Joseph Stiglitz: Like it was for Bob, the issue of “structural unemployment,” or “jobless recovery,” was always there in the Clinton administration. We had the same feeling as Bob about whether there was any validity to it. I worry, though, that although it was not true then, it may be somewhat true in 2013, because we have lowered the cost of capital relative to wages in the attempt to stimulate investment. That means that the investments that are made are very capital-intensive, optimizing the use of technology. If you have a putty-clay model, that means that the technology you employ is very capital-intensive. We have high levels of unskilled unemployment, and yet grocery stores and drug stores are investing in expensive machines that will add to unemployment.
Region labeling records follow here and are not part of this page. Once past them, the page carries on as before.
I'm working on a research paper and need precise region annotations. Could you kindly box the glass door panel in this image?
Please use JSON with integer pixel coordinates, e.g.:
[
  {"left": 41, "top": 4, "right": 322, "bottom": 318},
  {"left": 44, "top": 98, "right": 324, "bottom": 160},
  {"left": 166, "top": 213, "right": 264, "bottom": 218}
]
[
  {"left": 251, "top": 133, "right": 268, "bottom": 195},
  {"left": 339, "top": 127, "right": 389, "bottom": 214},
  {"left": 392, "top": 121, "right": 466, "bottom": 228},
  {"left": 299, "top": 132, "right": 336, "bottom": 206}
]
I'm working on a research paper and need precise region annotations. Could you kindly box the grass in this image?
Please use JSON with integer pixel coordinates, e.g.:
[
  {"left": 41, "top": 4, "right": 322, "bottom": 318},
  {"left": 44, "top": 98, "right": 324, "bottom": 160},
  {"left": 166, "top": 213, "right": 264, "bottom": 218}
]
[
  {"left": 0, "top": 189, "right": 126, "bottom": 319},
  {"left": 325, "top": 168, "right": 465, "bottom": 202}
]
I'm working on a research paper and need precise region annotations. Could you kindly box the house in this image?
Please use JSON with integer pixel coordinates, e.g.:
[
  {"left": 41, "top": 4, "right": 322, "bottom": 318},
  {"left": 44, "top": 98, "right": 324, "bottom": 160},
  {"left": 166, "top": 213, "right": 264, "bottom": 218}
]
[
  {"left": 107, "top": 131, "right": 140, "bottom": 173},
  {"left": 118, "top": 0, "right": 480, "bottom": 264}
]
From a social point of view, that is not very beneficial, and it may be that the price signals we are giving are encouraging that.
Alan Krueger: In some senses the issues we faced in 2008 were the same as in 1961 or 1993, although I think they were much more severe over the last four years. The recession was much deeper. We had to face a financial crisis, which I don’t think was the case in 1961 or 1993. We had 15 more years of growing inequality, so that made the problem even more difficult to address. We had eight years of irresponsible fiscal policy preceding us, two wars, and demographic changes taking place that are quite different now from what was taking place in the early 1990s. I think about half of the reason for declining labor force participation is aging. The other half is connected to the weakness in the economy. Looking ahead, I think we will see more and more profound effects of demographic changes in the United States. If you go back to earlier Economic Reports of the President, this is something that is not a surprise. It was quite helpful to point to Greg Mankiw’s Economic Report of the President in anticipating we would be seeing a decline in labor-force participation in this period.
We did a lot of analysis on long-term unemployment, and, when you look at the characteristics of the long-term unemployed, it really weighs against the stereotypes a lot of us have. The stereotype I had — and I can say people in various senior places in the White House had — was that the typical long-term unemployed person was an older man who was displaced from a blue-collar job. That describes 6 percent of the long-term unemployed. Thirty-six percent were in service jobs; those were disproportionately women. You really see the wreckage of the Great Recession, and it was quite dispersed across the economy and geographically. Sure, it was concentrated in some areas and more concentrated among construction workers, but it is very widespread, suggesting that any sectoral type of policy is only going to make a small dent in the problem.